It’s the easiest dinner party you’ll ever host. And maybe the most productive. But there is some planning involved, mostly to ensure you don’t end up with 25 pounds of chili.
By Scott Edwards
It’s a joke that I wore out a couple winters back, but it’s no less true now: Every crock-pot dinner’s good for a few extra pounds. The aroma hooks me in the morning. My brain’s confused—Is that short ribs? We just ate breakfast—but my stomach’s always prone to persuasion, no matter the hour or the circumstances. By afternoon, there’s nowhere to hide. The scent’s everywhere. It’s on my clothes. And every whiff is a distraction, to which the reply is always, Sure, I could eat.
This time of year, we’re eating crock pot three, four times a week. Why not? It’s about as low maintenance as cooking gets. Plus, the recipes skew heavily toward stews, braises and soups, the kind of piping-hot, hearty dinners that blunt the end of another gray, numbing day.
Shortly after it was discovered that many of our friends were following the same routine, a flurry of link-sharing erupted, everyone eagerly offering up their tried-and-true recipes. From that, a proposition emerged: We should throw a crock pot party.
It’s as easy to pull off (and filling) as it sounds. And unlike the potluck, which always (always) ends up turning out like a buffet of nuked and cold afterthoughts, the crock pot party ensures a smorgasbord served at its height—as long as it’s done right.

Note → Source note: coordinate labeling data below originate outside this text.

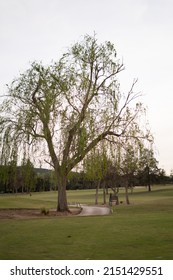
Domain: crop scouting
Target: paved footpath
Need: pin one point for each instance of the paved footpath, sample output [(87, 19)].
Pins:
[(94, 210)]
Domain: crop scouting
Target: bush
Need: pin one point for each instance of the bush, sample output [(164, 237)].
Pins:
[(44, 211)]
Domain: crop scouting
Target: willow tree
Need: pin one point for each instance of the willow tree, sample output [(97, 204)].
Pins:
[(65, 109)]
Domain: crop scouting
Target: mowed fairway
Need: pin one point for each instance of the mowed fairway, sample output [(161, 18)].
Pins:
[(142, 230)]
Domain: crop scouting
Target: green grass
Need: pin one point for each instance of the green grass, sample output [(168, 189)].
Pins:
[(142, 230)]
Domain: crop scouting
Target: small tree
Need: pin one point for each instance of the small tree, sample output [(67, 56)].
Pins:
[(64, 110), (96, 165), (28, 176)]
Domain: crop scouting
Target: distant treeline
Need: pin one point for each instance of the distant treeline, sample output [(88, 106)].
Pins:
[(29, 179)]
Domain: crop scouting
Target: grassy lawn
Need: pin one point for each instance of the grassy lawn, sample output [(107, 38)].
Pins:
[(142, 230)]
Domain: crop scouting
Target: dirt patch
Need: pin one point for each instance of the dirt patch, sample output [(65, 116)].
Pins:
[(35, 213)]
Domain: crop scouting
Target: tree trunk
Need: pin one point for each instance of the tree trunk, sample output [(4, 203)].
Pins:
[(127, 195), (97, 192), (104, 193), (62, 205)]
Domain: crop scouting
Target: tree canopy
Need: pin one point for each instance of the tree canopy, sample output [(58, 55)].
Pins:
[(60, 112)]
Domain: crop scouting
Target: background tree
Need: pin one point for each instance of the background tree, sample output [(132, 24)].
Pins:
[(64, 110), (96, 165)]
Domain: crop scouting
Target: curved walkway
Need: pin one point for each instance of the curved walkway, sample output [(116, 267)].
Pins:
[(94, 210)]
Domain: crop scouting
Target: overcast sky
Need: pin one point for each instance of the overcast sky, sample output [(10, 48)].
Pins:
[(142, 31)]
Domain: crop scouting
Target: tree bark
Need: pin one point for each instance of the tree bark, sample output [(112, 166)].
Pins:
[(104, 193), (62, 205), (97, 192)]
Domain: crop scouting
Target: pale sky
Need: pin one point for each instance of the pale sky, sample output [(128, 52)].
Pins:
[(142, 31)]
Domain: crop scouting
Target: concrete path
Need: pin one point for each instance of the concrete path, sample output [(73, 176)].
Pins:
[(94, 210)]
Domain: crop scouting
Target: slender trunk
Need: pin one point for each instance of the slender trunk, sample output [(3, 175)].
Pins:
[(104, 193), (62, 205), (97, 192), (127, 195)]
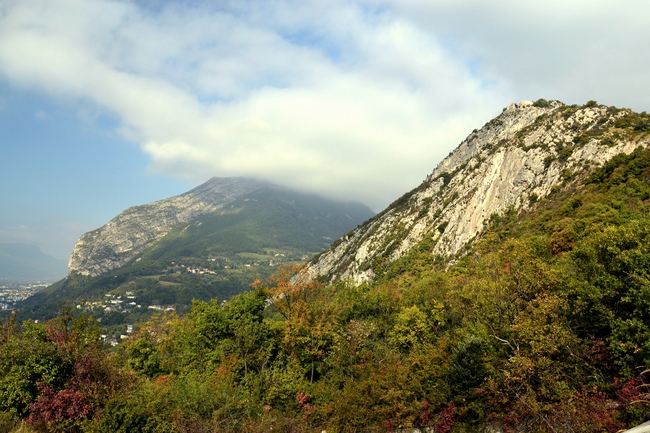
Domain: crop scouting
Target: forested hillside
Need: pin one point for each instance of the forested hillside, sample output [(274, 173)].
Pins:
[(216, 254), (541, 326)]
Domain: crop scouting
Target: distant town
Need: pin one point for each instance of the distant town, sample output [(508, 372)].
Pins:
[(15, 292)]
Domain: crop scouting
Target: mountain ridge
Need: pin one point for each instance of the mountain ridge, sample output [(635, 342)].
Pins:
[(130, 233), (513, 160)]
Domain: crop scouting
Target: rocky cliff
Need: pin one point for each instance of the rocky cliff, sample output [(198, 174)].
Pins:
[(128, 234), (512, 161)]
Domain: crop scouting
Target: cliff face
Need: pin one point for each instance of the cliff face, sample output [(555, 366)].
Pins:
[(128, 234), (512, 161)]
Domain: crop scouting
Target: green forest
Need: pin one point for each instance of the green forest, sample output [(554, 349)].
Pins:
[(542, 325)]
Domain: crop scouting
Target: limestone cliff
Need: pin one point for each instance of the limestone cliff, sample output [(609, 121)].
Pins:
[(128, 234), (512, 161)]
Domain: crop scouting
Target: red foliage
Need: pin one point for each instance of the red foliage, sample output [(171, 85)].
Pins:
[(634, 391), (425, 416), (52, 405)]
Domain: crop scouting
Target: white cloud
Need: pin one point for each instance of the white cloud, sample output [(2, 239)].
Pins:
[(346, 101), (352, 99)]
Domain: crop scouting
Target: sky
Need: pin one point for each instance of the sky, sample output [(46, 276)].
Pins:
[(107, 104)]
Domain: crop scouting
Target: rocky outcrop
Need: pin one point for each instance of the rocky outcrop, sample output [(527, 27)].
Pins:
[(515, 159), (128, 234)]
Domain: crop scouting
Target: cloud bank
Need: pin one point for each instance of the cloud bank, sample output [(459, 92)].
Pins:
[(351, 99)]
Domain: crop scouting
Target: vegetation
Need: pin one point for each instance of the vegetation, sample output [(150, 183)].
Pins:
[(543, 326), (217, 255)]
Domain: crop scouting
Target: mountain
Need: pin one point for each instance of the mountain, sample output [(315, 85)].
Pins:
[(24, 263), (128, 234), (537, 320), (211, 242), (519, 157)]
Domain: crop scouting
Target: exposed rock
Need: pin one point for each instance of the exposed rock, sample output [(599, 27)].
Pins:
[(516, 158), (128, 234)]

Think counter space, not seating
Not to push this on anyone unwillingly, but the host should be the one with the largest kitchen. Ample counter space is critical. (Tables count too as long at they’re within reach of outlets.) Think how much your one crock pot eats up. Now multiple that by five or six.
In that vein, include as many friends as you want—there’s going to be more than enough to go around—but limit the crock pots. There is such a thing as too much of a good thing. And don’t worry about seating or table settings. Lay out stacks of plates, bowls and napkins (disposable is perfectly acceptable), along with some flatware, and leave it at that.
Menu planning and parting gifts in one shot
Among the cooks for the night, coordinate recipes. This serves two purposes: Foremost, it removes the possibility of redundancy. Awesome as pumpkin-turkey chili may be, one crock pot of it is enough to cover seconds. If anyone’s left wanting more, they can make it themselves. Which leads us to the second point: This party’s doubling as a tasting, so make the recipes available to everyone. Save yourself the trouble of keeping track of who wants what and compile them in an email, either the recipes themselves or the links to them, and send it out to your guest list.
There will be leftovers, rest assured. So encourage your guests to bring their own Tupperware. Just make sure they don’t start poaching their shares prematurely. Before everyone starts digging in, make an announcement along the lines of, “The leftovers are fair game when the kitchen’s closed, and only then.” That’ll free you up from the burden of policing the crock pots all night long.
Everyone not charged with bringing a crock pot is responsible for supplying the booze. Don’t worry about coordinating who brings what. People tend to gift whatever they enjoy drinking. And, really, pretty much everything pairs well with crock-pot meals. They’re easy like that. Which is kinda the point here.